La balade de l’impossible de Haruki Murakami
Au cours d’un voyage en avion, le narrateur entend une chanson des Beatles : « Norwegian Wood ». Instantanément, il replonge dans le souvenir d’un amour vieux de dix-huit ans. Quand il était
lycéen, son meilleur ami, Kizuki, s’est suicidé. Kizuki avait une amie, Naoko. Ils étaient amoureux. Un an après ce suicide, le narrateur retrouve Naoko. Elle est incertaine et angoissée, il
l’aime ainsi. Une nuit, elle lui livre son secret, puis disparaît… Hommage aux amours enfuies, « La Ballade de l’impossible » est un magnifique roman aux résonances autobiographiques, d’une
tendresse et d’une intensité érotique saisissantes.
(10/18, 2 avril)
Lu par PapillonErzebeth



Côte Ouest
de Paula Fox
Annie Gianfala, dix-sept ans, abandonnée par son père, est seule et fauchée. Elle avance vers l’Ouest, comme l’Amérique le fit un jour, mais son voyage se déroule dans les années qui précèdent la
Seconde Guerre mondiale. Elle dérive, portée par les courants de la Dépression, l’enthousiasme des communistes pour le Parti et l’URSS, puis le dégoût que beaucoup ressentent ensuite. Parmi ceux
qu’elle rencontre, et qui font son éducation, sur le plan intellectuel aussi bien que physique, il y a des idiots, des paumés, des intellectuels blasés, des amants en tout genre, aussi bien que
des cadres du Parti, des Noirs, des homosexuels, et toutes sortes d’écrivains ratés ou en train de le devenir. Annie est à la fois une enfant perdue et une femme douée de pouvoir. Ce roman, qui
explore si magnifiquement les sens, les transcende en même temps. (Folio, 9 avril)
Lu par Nanou, Sylvie.


De pierre et de cendre
de Linda Newbery
Lorsqu’un soir brumeux de 1898, le jeune artiste Samuel Godwin pousse les grilles de la propriété de Fourwinds, il est immédiatement envoûté. Engagé pour enseigner l’art aux jeunes filles de Mr.
Farrow, il ignore encore que cette luxueuse demeure sera pour lui le décor de ses plus belles peintures. Intrigué par la personnalité ombrageuse du maître des lieux, séduit par ses filles,
Marianne et Juliana, désarçonné par Charlotte Agnew, leur gouvernante et dame de compagnie, le peintre comprend vite que le raffinement du décor et des personnages dissimule les plus sombres
mystères. Que le vent souffle pour balayer les cendres d’un passé pour le moins scandaleux et les secrets abrités par les pierres.
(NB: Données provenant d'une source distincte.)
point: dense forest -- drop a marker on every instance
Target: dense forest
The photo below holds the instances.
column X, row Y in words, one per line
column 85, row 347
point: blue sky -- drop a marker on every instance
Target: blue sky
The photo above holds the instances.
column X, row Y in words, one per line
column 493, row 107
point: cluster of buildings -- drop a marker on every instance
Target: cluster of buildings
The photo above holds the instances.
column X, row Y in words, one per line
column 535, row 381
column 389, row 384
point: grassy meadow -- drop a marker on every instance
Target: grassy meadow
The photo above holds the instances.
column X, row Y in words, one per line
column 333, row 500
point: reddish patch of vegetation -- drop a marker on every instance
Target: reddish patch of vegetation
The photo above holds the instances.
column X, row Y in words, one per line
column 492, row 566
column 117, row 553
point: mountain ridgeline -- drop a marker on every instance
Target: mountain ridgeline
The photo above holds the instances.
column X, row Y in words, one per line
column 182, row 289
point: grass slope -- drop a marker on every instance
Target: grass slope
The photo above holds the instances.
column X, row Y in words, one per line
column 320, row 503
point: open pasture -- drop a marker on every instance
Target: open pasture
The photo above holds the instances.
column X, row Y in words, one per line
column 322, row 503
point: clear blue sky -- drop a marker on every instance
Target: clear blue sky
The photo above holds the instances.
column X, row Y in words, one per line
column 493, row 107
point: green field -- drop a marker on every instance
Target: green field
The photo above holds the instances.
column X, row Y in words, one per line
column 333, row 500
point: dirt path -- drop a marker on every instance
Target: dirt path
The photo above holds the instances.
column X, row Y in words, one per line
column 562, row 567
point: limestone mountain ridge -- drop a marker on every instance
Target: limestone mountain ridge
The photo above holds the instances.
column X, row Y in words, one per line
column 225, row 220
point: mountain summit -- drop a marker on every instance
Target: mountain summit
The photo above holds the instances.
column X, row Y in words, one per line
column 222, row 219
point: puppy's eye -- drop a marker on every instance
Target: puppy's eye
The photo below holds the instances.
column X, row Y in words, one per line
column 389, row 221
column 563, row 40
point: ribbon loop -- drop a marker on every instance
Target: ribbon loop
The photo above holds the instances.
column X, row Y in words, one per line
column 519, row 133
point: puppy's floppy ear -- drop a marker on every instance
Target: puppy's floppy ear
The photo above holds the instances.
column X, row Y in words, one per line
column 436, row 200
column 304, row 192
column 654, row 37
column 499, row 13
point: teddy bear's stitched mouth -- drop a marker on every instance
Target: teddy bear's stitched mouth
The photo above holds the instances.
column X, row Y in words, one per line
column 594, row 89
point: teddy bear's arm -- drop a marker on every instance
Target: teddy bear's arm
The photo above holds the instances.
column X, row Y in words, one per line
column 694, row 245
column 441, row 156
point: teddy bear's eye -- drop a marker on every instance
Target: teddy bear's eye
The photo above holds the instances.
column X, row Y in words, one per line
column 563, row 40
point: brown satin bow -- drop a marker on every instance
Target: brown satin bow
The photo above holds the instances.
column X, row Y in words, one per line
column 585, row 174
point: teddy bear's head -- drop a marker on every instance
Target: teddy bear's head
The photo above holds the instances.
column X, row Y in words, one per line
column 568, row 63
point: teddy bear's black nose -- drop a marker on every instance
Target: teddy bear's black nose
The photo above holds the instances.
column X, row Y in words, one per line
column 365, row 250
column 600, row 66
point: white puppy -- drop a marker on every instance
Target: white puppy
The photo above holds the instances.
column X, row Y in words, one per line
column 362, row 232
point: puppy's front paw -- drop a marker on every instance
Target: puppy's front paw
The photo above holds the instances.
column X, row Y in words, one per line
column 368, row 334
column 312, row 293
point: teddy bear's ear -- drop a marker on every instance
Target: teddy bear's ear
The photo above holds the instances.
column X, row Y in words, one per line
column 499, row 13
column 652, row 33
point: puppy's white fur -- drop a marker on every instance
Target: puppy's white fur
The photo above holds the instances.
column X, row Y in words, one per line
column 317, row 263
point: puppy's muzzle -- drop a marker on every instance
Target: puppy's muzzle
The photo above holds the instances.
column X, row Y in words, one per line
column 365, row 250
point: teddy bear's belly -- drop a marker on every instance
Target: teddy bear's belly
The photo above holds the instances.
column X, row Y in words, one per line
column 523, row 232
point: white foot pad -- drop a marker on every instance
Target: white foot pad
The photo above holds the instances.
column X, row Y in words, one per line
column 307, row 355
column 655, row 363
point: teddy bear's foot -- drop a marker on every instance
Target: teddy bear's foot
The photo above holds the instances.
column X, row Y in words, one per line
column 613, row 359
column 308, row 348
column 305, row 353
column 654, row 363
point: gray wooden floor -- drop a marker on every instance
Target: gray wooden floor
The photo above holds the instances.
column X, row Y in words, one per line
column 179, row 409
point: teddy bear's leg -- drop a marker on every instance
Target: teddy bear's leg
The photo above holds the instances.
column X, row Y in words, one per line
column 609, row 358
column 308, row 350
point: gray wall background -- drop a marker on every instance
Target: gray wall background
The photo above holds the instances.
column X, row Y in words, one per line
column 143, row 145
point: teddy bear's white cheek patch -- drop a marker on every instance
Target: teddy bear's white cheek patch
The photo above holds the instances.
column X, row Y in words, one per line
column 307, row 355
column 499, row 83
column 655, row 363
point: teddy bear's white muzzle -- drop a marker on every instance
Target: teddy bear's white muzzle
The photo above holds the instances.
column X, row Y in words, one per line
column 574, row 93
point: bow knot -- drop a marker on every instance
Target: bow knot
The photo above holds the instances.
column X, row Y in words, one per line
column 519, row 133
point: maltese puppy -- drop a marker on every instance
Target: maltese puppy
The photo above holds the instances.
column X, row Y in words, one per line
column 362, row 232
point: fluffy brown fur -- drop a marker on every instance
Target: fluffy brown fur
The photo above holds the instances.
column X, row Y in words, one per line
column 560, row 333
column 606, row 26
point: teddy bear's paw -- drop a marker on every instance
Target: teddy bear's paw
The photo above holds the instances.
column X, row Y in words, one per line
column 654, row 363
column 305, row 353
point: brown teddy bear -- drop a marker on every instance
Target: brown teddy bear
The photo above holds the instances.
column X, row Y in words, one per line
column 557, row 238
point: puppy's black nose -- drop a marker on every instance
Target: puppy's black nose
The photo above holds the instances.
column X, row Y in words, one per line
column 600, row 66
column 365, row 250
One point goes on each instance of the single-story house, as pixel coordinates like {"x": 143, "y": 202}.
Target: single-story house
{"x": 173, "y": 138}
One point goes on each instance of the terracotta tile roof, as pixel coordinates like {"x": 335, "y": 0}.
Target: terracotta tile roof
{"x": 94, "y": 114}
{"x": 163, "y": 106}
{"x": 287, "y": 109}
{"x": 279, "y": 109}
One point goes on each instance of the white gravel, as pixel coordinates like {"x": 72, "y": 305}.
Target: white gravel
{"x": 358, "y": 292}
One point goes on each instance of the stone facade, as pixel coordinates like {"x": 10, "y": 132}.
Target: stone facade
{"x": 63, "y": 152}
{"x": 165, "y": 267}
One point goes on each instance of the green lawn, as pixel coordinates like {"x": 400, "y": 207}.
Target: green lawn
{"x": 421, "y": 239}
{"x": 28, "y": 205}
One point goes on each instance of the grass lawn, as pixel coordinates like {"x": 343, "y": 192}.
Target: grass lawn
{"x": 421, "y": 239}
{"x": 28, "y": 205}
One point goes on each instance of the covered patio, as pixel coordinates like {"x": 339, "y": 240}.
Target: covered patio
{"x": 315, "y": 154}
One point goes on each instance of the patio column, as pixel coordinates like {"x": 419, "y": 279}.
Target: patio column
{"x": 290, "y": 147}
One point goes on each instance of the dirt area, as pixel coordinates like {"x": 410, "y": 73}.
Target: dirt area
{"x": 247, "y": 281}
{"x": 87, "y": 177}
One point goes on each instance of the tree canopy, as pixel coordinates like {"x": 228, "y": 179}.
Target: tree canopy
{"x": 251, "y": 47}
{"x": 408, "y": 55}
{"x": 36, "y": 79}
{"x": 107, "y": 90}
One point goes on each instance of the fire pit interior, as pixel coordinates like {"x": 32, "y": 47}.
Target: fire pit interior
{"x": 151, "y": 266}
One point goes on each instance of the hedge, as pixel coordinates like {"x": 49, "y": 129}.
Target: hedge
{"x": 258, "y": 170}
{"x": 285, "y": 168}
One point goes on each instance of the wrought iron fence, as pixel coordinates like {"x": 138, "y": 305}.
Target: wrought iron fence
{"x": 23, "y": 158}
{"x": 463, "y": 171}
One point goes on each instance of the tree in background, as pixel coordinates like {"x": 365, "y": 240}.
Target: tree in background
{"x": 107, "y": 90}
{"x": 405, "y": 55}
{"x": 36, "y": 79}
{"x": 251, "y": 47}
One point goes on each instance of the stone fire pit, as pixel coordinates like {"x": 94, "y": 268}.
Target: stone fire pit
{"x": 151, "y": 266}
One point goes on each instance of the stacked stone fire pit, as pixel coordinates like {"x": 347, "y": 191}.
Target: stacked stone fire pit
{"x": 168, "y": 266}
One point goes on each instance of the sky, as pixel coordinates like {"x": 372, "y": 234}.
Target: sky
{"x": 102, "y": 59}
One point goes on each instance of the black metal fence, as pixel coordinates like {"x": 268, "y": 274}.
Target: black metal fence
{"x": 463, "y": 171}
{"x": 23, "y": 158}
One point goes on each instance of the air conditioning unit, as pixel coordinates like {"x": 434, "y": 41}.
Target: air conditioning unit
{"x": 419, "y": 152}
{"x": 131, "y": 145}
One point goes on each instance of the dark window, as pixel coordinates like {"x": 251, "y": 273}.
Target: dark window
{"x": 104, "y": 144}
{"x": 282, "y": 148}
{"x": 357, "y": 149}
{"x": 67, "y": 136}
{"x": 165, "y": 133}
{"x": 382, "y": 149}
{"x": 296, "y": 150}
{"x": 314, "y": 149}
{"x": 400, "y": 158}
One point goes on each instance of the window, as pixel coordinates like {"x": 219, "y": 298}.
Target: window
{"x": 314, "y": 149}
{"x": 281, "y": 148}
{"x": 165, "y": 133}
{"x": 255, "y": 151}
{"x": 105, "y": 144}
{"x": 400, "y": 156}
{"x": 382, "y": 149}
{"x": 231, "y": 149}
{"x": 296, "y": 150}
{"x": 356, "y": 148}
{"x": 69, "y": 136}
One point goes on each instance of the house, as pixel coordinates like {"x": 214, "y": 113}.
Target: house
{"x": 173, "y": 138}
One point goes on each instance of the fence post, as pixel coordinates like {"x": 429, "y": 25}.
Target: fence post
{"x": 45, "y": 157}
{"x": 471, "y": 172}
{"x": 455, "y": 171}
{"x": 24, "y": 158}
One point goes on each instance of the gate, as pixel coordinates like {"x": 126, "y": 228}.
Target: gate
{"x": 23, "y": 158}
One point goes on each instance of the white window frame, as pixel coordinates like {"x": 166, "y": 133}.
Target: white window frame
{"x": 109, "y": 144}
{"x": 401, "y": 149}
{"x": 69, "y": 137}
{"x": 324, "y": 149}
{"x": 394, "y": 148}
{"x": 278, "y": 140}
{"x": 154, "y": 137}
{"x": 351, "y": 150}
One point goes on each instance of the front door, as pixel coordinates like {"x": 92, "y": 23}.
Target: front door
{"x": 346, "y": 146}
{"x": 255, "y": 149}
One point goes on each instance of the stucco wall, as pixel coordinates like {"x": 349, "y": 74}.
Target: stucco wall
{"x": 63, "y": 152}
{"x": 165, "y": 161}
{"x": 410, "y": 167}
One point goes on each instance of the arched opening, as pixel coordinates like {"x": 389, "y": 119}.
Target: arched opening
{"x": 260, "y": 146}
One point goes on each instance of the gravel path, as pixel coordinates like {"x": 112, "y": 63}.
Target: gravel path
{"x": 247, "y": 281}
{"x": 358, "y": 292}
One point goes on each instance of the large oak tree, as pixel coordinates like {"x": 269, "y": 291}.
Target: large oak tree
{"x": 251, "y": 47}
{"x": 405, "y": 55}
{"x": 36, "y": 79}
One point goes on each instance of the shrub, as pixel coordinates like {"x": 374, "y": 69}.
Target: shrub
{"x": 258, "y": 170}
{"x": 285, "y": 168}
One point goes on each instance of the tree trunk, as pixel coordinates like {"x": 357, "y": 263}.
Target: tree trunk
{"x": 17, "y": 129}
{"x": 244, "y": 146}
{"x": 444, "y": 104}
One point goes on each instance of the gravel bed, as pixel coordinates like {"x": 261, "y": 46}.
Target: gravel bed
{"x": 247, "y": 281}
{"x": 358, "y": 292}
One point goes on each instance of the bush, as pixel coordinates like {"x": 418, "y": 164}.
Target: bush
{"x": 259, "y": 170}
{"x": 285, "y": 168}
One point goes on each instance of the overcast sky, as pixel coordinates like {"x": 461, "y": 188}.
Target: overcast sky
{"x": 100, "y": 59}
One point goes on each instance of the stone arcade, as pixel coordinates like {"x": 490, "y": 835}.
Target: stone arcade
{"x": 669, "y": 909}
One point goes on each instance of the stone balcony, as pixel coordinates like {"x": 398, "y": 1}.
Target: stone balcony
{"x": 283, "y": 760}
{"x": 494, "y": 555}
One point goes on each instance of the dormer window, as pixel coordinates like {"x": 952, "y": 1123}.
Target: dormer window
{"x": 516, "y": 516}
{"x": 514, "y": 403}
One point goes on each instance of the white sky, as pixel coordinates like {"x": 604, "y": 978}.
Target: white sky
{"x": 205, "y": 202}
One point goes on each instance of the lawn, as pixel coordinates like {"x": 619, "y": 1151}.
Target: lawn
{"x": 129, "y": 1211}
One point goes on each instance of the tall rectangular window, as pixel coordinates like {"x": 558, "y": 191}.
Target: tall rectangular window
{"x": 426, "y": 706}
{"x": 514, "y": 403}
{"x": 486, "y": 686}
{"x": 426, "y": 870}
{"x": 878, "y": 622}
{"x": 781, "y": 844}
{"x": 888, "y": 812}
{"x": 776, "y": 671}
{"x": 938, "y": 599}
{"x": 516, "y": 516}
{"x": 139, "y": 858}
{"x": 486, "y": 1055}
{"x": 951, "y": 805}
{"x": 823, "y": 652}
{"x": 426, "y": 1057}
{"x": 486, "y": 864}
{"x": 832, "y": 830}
Entre désirs de possession, obsessions et illusions, les deux
demoiselles, leur père, l’ombre de leur mère décédée et leur gouvernante entament devant Samuel une subtile danse aussi fascinante que macabre… (Le livre de poche)
Lu par Cryssilda, Lilly, Lou, Pimpi, Clochette, Romanza.



La perte en héritage
de Kiran Desai
Orpheline à 16 ans, après des années chez les bonnes soeurs, Sai se retrouve chez son grand-père, juge à la retraite dans le nord de l’Inde. Biju, le fils du cuisinier, s’est expatrié à New-York.
Sa quête d’identité passe par la solitude, l’exploitation puis le retour au pays. Des êtres dépouillés de leur culture, déçus par l’Occident, cherchent à recouvrer leur dignité. Aux désillusions
du Nouveau Monde répond la pagaille d’une Inde en proie aux délires nationalistes, prise dans l’étau des traditions.(Le livre de poche)







La première main
de Rosetta loy
Autoportrait de l’auteure mêlant récit intime et histoire de l’Italie dans les années fascistes. Elle évoque son enfance à Rome, Ostia, en Suisse, dans le Val d’Aoste, pour fuir les
bombardements, puis sa vie de femme adulte et les trois hommes qui l’ont marquée. (Le livre de poche)








Paranoïd
Park
de Blake Nelson
Un jeune étudiant, est fasciné par le parc de Portland, Paranoid Park, où se rassemblent les meilleurs skaters. Accidentellement il tue un agent de la sécurité et s’interroge alors sur ses
devoirs et la façon d’assumer les conséquences de cette nuit de cauchemar. Premier roman. (Le livre de poche)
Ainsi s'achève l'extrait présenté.